As I mentioned in my last post – what is a CRM consultant, there are – perhaps confusingly – a wide range of people who use the title ‘CRM Consultant’, but who actually perform very different roles in the world of customer relationship management. One species is the Independent CRM consultant, whose role is typically to provide an independent perspective on matters relating to the selection and implementation of CRM technology. Vendors have something of a vested interest in selling software, and so there are key points where organisations typically look for outside independent advice. These include:
Project feasibility and planning – helping organisations determine whether and how to undertake a CRM project
Detailed requirements definition – to avoid being locked into a vendor/product or choosing the wrong technology before requirements/costs are fully identified
Vendor selection – to help organisations identify the most appropriate CRM technology and implementation partner
Negotiation – to help purchase cost effectively and on the right terms
Project oversight – to help monitor the vendor is delivering the envisaged solution and isn’t cutting corners
Project turnarounds – for when CRM projects go astray
CRM system reviews – to help organisations work out whether to continue to develop an existing system or move on to pastures new
The key word here is ‘independent’. When organisations seek independent advice it’s important that it is genuinely independent. Situations where this is not the case – at least in my opinion – include:
Implementation partners who, by virtue of the fact they sell a range of CRM software, position themselves as independent CRM consultancies.
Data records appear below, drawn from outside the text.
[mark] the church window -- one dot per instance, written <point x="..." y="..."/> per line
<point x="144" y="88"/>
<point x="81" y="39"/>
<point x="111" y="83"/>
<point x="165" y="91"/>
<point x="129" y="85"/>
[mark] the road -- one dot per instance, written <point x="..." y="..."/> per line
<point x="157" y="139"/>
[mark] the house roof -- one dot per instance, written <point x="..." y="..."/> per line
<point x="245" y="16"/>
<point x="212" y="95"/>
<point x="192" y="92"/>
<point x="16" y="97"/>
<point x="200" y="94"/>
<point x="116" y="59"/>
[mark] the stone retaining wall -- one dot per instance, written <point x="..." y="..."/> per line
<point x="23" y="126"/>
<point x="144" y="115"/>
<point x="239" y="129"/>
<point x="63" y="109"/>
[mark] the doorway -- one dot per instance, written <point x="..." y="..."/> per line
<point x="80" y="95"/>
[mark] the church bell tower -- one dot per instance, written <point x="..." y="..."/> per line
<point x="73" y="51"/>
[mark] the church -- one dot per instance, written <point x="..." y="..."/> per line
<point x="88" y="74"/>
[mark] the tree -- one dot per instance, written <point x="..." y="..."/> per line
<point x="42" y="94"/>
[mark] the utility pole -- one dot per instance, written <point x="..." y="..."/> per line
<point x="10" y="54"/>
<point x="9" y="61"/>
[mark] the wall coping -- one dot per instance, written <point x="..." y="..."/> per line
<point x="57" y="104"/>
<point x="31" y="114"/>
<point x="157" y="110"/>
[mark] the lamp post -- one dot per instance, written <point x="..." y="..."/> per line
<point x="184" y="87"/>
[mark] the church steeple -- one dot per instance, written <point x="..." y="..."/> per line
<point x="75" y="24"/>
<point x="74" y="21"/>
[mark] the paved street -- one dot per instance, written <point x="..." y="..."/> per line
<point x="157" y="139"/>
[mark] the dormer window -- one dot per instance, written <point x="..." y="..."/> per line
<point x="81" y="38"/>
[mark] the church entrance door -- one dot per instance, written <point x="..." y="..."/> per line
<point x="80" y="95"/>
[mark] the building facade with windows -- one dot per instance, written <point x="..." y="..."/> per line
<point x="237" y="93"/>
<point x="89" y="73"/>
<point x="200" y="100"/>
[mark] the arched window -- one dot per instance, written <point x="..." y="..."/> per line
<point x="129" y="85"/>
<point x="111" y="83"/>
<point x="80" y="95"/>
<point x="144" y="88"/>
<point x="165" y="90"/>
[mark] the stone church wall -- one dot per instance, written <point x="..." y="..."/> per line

Independent CRM consultancies that, while not selling CRM software, employ CRM product specific developers
In both these instances, however independent the advice may or may not actually be, with the benefit of full disclosure, consumers of this advice will always wonder if the recommendations are tainted. Are you being advised to implement CRM software because it’s the right thing to do or because the advisor wants you to buy their software or implementation services? Is the software they recommend because they happen to sell or implement it, or because it’s really right for you?
It’s not that such organisations are necessarily the wrong people to work with, but if the independent aspect of the advice is important– and I would (potentially with some bias) argue that at points in many CRM projects an independent perspective can be critical – then it’s important to qualify the term carefully. Independent should mean no vested interests. No software to sell. No developers. No commissions from vendors, and no axe to grind.
As independent CRM consultants we emphasise the importance of due diligence when choosing CRM software, the same advice also applies when selecting the independent consultants themselves.